Looking at the artifacts and nvvm I fear this is more than a single bug. :/
These are the last log entries which definitely worked:
Thorin:
commit 719833f675dc98452d432444bba0b0bb6ff3e30e (HEAD -> master, origin/master, origin/HEAD)
Date: Fri Feb 18 20:22:33 2022 +0100
Whitespace, formatting.
Artic:
commit 36e8f452583d50a20256ee021282bad6188a5c76 (HEAD -> master, origin/master, origin/HEAD)
Date: Tue Jan 25 19:29:40 2022 +0100
fix doc for ExprStmt
Runtime:
Merge: 4822907 9f91939
Date: Thu Mar 31 00:08:13 2022 +0200
Merge pull request #30 from AnyDSL/add-cuda-cpp-version-option
Add AnyDSL_runtime_CUDA_CXX_STANDARD option
Yet another quick update. The artifacts with AVX2 are an issue with Ignis not thorin (most likely) as they still occur within the very old commits, but the error messages do not.

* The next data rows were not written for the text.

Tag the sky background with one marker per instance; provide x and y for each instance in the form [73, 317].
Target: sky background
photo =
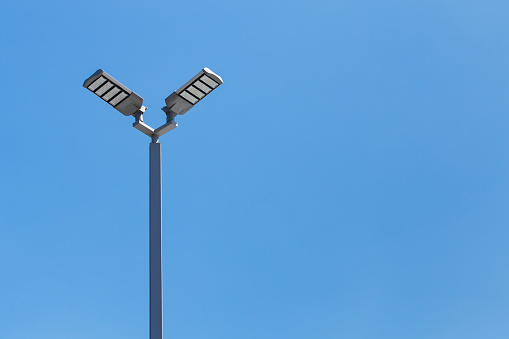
[348, 180]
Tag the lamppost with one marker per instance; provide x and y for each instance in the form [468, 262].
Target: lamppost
[129, 103]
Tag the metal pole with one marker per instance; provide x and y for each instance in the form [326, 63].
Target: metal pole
[156, 277]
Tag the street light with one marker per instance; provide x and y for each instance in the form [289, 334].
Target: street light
[129, 103]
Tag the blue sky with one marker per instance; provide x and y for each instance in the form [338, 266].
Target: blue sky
[348, 180]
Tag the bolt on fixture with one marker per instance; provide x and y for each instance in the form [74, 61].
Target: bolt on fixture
[129, 103]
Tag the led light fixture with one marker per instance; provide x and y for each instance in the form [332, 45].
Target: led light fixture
[114, 93]
[183, 99]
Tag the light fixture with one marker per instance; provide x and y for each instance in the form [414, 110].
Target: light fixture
[114, 93]
[183, 99]
[129, 103]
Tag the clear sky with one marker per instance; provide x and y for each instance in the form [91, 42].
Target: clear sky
[350, 178]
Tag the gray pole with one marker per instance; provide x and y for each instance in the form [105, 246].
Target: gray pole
[156, 277]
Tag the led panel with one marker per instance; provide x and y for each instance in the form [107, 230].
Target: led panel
[211, 83]
[183, 99]
[202, 87]
[116, 100]
[189, 97]
[195, 92]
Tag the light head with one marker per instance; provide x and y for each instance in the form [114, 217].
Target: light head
[114, 93]
[183, 99]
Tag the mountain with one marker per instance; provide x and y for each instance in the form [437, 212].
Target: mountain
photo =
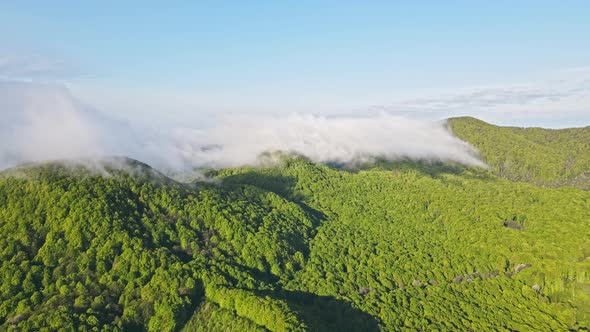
[116, 245]
[546, 157]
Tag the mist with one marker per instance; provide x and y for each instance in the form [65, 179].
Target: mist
[46, 122]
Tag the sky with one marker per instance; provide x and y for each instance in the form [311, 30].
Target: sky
[509, 62]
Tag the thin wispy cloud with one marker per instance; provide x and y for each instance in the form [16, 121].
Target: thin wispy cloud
[562, 94]
[35, 67]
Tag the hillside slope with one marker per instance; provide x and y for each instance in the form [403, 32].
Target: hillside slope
[296, 246]
[541, 156]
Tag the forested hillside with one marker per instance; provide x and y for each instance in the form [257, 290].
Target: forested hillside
[301, 246]
[547, 157]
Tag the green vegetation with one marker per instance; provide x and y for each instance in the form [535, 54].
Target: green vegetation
[296, 246]
[540, 156]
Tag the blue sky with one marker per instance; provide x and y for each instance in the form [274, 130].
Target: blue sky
[195, 57]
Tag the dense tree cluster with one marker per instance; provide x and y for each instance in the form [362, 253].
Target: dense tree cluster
[292, 247]
[541, 156]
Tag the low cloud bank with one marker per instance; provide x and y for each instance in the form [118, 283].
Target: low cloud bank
[45, 122]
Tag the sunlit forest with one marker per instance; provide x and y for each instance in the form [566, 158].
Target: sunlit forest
[297, 245]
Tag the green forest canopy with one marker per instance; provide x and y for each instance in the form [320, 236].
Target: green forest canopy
[303, 246]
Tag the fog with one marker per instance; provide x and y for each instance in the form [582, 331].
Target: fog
[45, 122]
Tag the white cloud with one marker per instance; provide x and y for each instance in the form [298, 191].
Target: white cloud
[45, 122]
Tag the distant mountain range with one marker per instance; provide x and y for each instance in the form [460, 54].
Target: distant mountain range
[114, 244]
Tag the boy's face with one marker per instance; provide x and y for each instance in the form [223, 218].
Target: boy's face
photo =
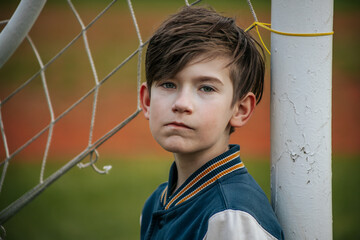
[191, 112]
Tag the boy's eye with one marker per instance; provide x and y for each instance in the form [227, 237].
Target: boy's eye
[207, 89]
[168, 85]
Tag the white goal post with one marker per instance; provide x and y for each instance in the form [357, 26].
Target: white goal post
[301, 85]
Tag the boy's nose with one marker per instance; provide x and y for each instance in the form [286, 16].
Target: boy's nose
[183, 103]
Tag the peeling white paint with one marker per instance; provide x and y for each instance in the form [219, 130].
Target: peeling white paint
[301, 118]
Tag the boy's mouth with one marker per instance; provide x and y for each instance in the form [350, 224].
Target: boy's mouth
[178, 125]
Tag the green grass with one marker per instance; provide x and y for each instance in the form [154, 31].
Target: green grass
[85, 205]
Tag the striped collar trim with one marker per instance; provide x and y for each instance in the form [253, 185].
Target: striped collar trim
[204, 177]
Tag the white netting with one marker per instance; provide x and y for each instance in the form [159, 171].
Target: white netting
[91, 149]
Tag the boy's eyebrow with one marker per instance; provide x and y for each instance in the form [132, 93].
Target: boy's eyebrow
[206, 78]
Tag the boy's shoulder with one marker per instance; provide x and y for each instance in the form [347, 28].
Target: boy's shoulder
[244, 204]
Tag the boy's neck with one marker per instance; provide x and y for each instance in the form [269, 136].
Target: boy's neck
[187, 164]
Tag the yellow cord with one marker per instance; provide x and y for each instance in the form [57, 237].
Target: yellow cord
[266, 26]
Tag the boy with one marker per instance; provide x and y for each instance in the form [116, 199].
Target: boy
[204, 78]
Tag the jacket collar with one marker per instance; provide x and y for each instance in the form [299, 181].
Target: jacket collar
[201, 179]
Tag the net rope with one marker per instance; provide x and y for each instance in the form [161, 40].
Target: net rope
[91, 149]
[92, 146]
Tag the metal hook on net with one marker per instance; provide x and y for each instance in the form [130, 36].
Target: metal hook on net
[93, 160]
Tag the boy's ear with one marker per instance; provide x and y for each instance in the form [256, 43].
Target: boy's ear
[243, 110]
[145, 100]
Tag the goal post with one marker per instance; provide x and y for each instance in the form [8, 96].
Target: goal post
[18, 27]
[301, 86]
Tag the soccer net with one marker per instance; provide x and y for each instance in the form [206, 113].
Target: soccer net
[15, 31]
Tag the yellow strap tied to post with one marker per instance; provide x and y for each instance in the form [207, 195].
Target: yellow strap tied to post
[267, 27]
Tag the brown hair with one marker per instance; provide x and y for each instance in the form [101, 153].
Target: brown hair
[195, 31]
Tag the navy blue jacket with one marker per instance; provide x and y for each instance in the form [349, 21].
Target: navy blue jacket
[220, 200]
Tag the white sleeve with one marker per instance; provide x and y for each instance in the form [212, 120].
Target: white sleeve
[235, 224]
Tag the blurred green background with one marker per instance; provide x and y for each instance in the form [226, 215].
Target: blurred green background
[86, 205]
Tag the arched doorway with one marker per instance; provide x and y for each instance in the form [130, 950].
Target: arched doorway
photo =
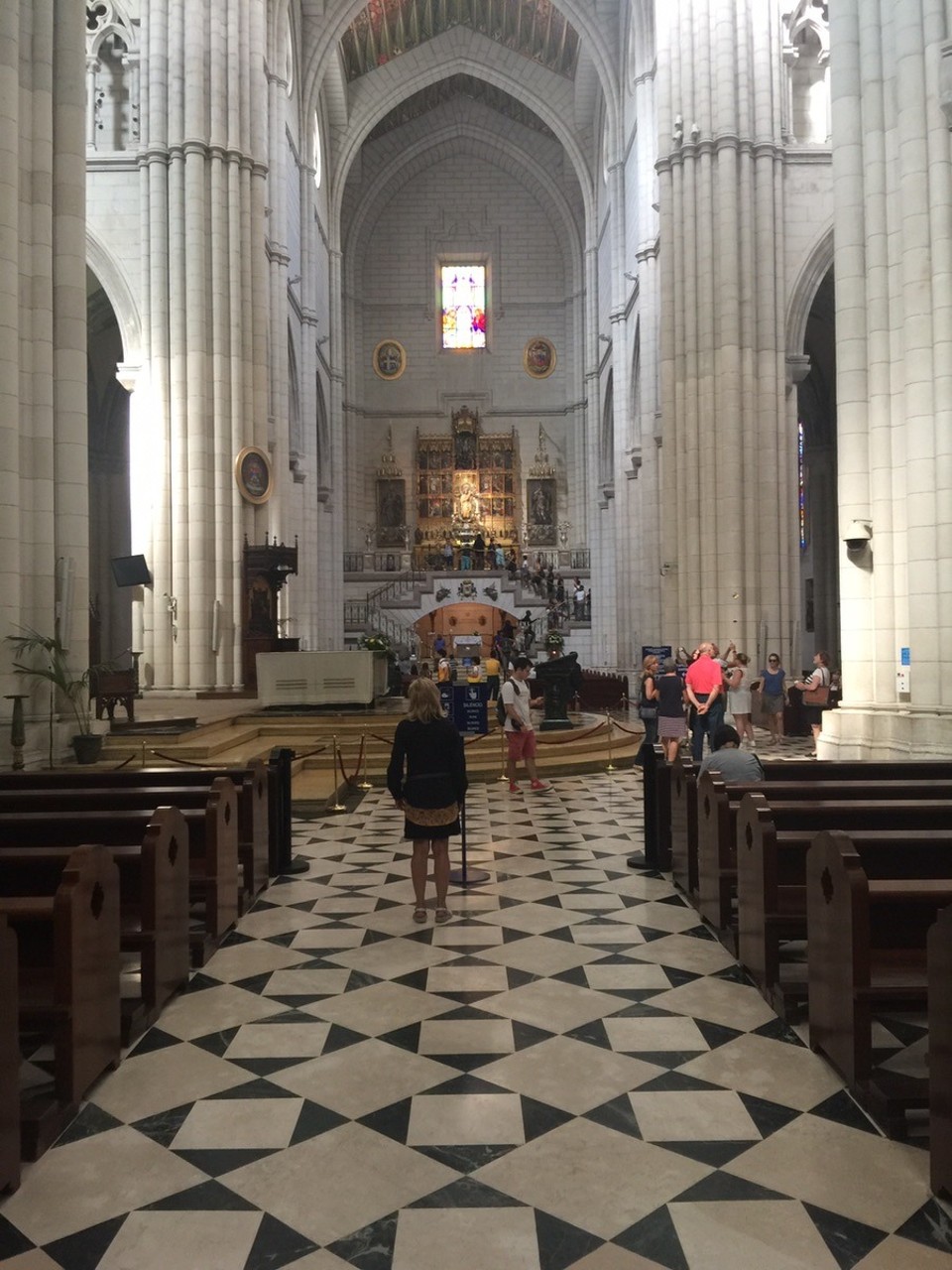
[819, 547]
[108, 453]
[467, 626]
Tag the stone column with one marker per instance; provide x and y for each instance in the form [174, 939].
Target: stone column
[729, 520]
[892, 187]
[204, 113]
[44, 515]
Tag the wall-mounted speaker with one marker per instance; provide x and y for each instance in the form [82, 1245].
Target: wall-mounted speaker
[131, 572]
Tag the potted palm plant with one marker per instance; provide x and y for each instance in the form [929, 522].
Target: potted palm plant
[49, 663]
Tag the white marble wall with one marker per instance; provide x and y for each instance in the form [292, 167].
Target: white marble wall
[892, 171]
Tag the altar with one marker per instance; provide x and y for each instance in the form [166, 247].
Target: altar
[467, 645]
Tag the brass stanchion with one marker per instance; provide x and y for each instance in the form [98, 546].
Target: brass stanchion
[365, 784]
[335, 806]
[611, 766]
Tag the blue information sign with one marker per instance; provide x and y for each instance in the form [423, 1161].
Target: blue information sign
[466, 703]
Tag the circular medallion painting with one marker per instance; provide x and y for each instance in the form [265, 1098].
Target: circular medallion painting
[538, 357]
[253, 472]
[389, 359]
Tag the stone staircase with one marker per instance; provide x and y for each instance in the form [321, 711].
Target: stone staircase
[238, 738]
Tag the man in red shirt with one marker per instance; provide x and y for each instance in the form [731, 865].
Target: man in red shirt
[703, 688]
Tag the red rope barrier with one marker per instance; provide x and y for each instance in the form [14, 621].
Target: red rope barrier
[171, 758]
[621, 726]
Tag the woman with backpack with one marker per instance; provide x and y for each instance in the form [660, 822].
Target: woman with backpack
[426, 779]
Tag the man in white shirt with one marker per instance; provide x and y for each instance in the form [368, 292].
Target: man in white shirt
[520, 734]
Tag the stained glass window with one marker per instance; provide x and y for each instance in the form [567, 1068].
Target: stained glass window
[463, 290]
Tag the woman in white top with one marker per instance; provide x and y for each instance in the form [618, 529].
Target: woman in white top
[739, 679]
[820, 679]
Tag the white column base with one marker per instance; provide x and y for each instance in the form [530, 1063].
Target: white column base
[885, 731]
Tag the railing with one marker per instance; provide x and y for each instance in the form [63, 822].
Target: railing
[431, 561]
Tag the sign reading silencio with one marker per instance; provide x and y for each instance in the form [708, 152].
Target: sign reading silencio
[465, 705]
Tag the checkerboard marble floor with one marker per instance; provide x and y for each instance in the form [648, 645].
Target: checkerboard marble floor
[572, 1072]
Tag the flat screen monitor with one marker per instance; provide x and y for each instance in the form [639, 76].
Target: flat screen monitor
[131, 572]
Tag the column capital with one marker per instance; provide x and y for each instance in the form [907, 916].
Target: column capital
[946, 81]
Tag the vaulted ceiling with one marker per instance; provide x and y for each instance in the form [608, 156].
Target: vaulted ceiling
[460, 85]
[386, 28]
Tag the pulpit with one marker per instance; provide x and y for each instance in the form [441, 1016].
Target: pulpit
[266, 571]
[560, 679]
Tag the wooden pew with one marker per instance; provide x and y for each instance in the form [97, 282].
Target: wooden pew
[253, 781]
[68, 984]
[939, 973]
[9, 1062]
[683, 818]
[154, 907]
[717, 807]
[772, 890]
[212, 832]
[867, 939]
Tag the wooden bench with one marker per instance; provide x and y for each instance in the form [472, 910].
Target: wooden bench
[68, 984]
[717, 807]
[867, 942]
[163, 784]
[112, 689]
[772, 893]
[683, 797]
[212, 834]
[9, 1062]
[939, 974]
[154, 910]
[602, 690]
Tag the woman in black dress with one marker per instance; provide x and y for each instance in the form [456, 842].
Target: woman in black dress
[426, 778]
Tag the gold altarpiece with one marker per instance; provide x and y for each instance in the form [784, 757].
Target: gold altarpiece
[466, 484]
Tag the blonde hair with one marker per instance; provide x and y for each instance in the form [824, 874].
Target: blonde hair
[424, 703]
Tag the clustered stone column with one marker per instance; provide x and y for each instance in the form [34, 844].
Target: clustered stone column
[204, 286]
[729, 493]
[892, 185]
[45, 509]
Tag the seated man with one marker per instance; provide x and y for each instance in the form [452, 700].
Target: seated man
[729, 761]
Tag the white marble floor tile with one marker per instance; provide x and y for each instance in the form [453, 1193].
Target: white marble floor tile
[362, 1078]
[479, 1238]
[789, 1075]
[589, 1194]
[338, 1183]
[569, 1075]
[751, 1236]
[841, 1169]
[471, 1119]
[89, 1182]
[692, 1115]
[155, 1241]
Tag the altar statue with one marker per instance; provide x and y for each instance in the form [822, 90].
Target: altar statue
[468, 502]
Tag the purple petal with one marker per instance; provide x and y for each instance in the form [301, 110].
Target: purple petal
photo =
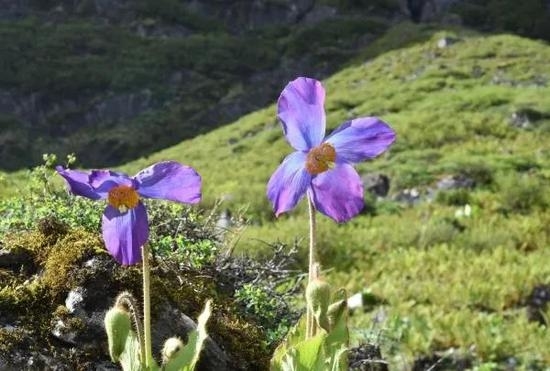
[103, 181]
[78, 182]
[170, 180]
[301, 111]
[361, 139]
[125, 233]
[338, 193]
[289, 183]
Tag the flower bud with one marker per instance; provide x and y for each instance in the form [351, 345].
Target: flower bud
[117, 325]
[171, 348]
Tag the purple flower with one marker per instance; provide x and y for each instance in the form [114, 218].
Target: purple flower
[322, 167]
[125, 226]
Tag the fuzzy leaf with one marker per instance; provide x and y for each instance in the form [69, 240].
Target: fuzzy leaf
[186, 359]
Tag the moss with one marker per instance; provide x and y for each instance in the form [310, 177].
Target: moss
[60, 273]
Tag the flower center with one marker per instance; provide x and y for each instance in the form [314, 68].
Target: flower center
[123, 197]
[320, 159]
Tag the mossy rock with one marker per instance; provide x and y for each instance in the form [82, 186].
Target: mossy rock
[52, 305]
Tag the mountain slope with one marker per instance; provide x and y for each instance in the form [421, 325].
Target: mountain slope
[454, 268]
[456, 273]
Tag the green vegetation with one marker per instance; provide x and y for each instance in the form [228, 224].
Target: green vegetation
[449, 281]
[480, 108]
[112, 94]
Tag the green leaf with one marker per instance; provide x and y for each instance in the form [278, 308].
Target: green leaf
[130, 357]
[186, 359]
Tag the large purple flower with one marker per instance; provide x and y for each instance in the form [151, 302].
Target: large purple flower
[322, 167]
[125, 226]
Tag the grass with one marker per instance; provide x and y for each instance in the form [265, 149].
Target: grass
[447, 282]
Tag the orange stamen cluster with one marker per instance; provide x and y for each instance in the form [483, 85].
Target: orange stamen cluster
[320, 159]
[123, 197]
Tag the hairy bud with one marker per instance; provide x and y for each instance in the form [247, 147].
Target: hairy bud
[318, 300]
[117, 325]
[171, 348]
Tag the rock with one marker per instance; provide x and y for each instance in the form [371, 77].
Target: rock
[377, 184]
[449, 360]
[526, 118]
[537, 303]
[454, 182]
[410, 196]
[169, 322]
[320, 13]
[445, 42]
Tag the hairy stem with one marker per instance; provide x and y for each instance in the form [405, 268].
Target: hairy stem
[313, 270]
[127, 301]
[147, 307]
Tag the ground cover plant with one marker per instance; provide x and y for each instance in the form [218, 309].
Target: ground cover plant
[463, 104]
[450, 272]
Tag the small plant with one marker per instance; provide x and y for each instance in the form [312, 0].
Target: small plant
[320, 168]
[126, 232]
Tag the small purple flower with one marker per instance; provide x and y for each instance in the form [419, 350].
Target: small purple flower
[125, 226]
[322, 168]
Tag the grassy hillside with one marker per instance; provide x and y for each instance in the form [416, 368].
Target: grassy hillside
[444, 283]
[447, 282]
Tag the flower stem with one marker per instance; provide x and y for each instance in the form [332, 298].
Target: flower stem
[313, 271]
[147, 307]
[126, 301]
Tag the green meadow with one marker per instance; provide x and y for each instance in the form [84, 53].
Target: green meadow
[439, 280]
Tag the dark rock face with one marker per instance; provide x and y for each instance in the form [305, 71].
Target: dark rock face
[377, 184]
[455, 182]
[537, 302]
[249, 15]
[367, 357]
[79, 332]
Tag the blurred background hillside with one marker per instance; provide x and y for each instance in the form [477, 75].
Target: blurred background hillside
[451, 254]
[116, 80]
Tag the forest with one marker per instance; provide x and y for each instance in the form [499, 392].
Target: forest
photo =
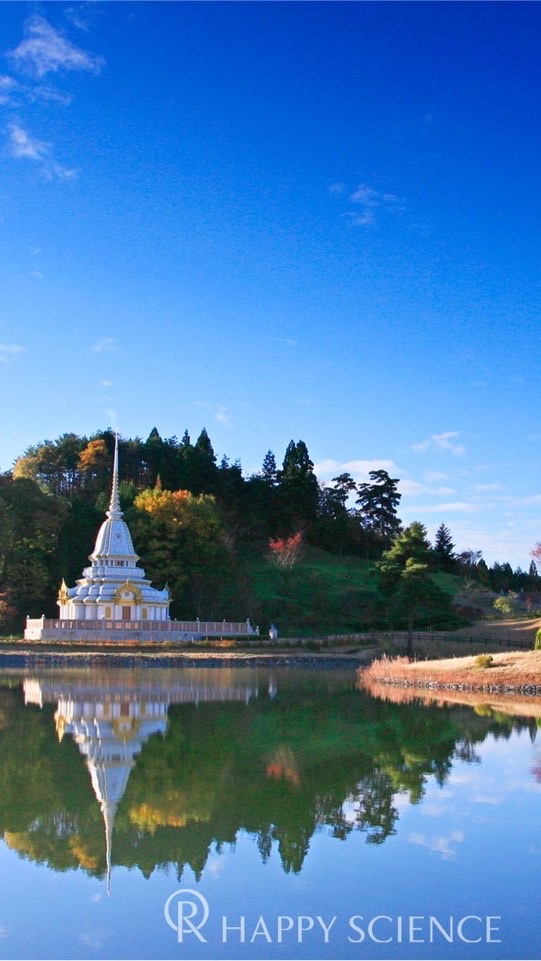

The following file contains a mini-dump on Windows, with a crash due to a stack overflow. Starting at the line https://github.com/AnyDSL/thorin/blob/6fa217b6709120a8d7ecfd51de4e4f8358180e1d/src/thorin/transform/importer.cpp#L81 and (after a recursion depth of > 64) crashing inside https://github.com/AnyDSL/thorin/blob/6fa217b6709120a8d7ecfd51de4e4f8358180e1d/src/thorin/transform/importer.cpp#L86 exactly at https://github.com/AnyDSL/thorin/blob/6fa217b6709120a8d7ecfd51de4e4f8358180e1d/src/thorin/world.cpp#L104 The information might become handy or helpful for debugging. igview.zip
Fixed with daa65233460e4ae8dd89b9849c071dd18b2dd043
The following file contains a mini-dump on Windows, with a crash due to a stack overflow. Starting at the line
and (after a recursion depth of > 64) crashing inside
The information might become handy or helpful for debugging. igview.zip
This bug still exists. Therefore, I am reopening the issue
JIT code generation triggers a lot of errors and produces (for some targets) artifacts while rendering, some targets (nvvm) do not even run. The bug appeared after updating AnyDSL (from a version before March 2022), not by modifying Ignis.
You can repeat the bug with any scene in Ignis when using recent AnyDSL and whatever target you want. The generic, avx2 and nvvm all fail and produce a similar error output. Generic does not produce artifacts and renders totally fine. AVX2 produces artifacts as shown in the image. NVVM produces a
CUDA_ERROR_LAUNCH_FAILED
and crashes. The problem has to be in thorin (or artic). Tried a previous version of rv (which definitely worked before) and the bug still exists.Here are some errors messages triggered by thorin for avx2: errors.txt and the (large!) dump produced by thorin (or artic): debug.txt The debug.txt contains multiple jit shaders and some Ignis log output as well, as it was just grabbed from the stdout.
I will have to see how to single out the problem, but that will take some time. I will also look which commit broke the code generation. Nevertheless, I will post the issue now. Maybe you guys already know where the problem is?
The bug happened on Linux, Ubuntu 22.04. Did not try Windows yet.